Optimizing low-temperature CO2 methanation through frustrated Lewis pairs on Ni/CeO2 catalysts

Abstract

The promising realm of carbon dioxide (CO2) conversion offers a compelling avenue to advance environmental sustainability. This study introduces a novel approach by utilizing frustrated Lewis pairs (FLPs) for efficient low-temperature CO2 methanation. Through a tailored ammonium bicarbonate (AB) precipitation method, we engineered Ni/CeO2 catalysts abundant in FLPs. Various morphologies, including aggregated flakes, broom-like structures, and irregular granules, were achieved by modulating the AB-to-cerium molar ratio.
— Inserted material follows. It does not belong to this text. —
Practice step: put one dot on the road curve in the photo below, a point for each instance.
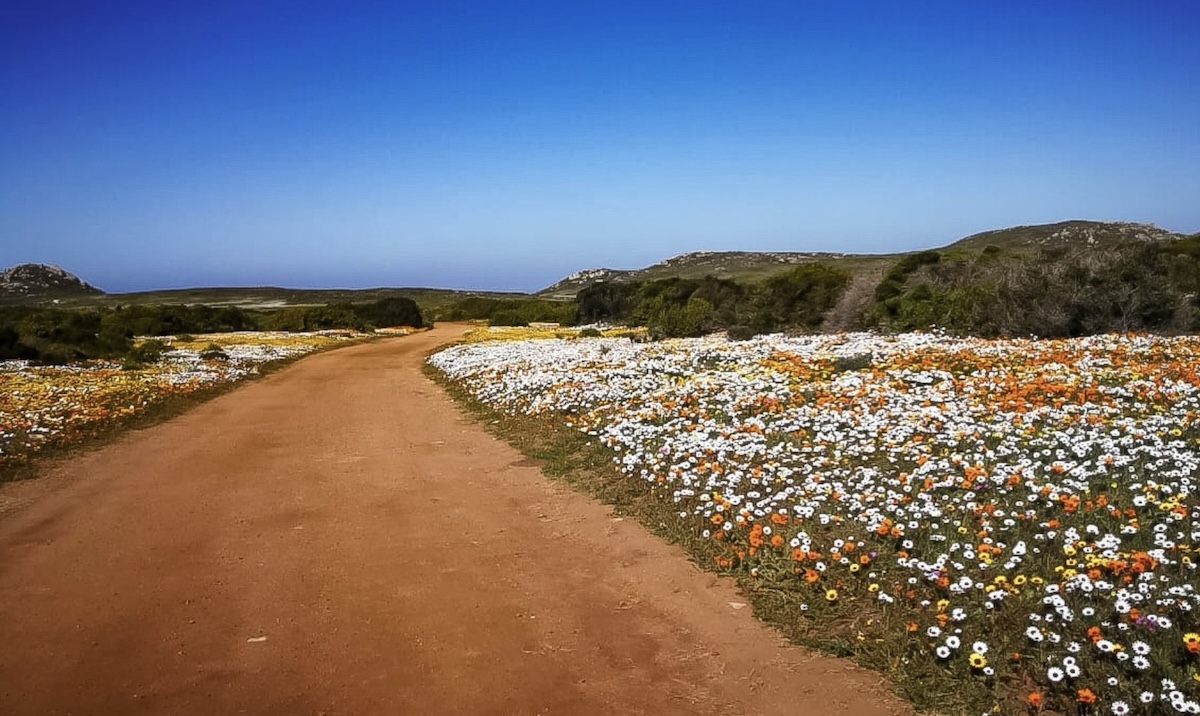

The distinctive broom-like Ni/(0.06AB)CeO2 catalyst, comprised of nanorods with abundant FLPs, exhibited outstanding low-temperature CO2 methanation performance: 67.5 % CO2 conversion, 99.6 % CH4 selectivity, and 0.27 s−1 CO2 turnover frequency (TOFCO2) at 240 °C, with excellent stability in a 100-h test at 300 °C. Furthermore, leveraging in-situ DRIFTS and in-situ Raman techniques, and DFT study, we unraveled CO2 hydrogenation pathways and found a dual interplay of CO and formate pathways in the low-temperature methanation over Ni/(0.06AB)CeO2 catalyst.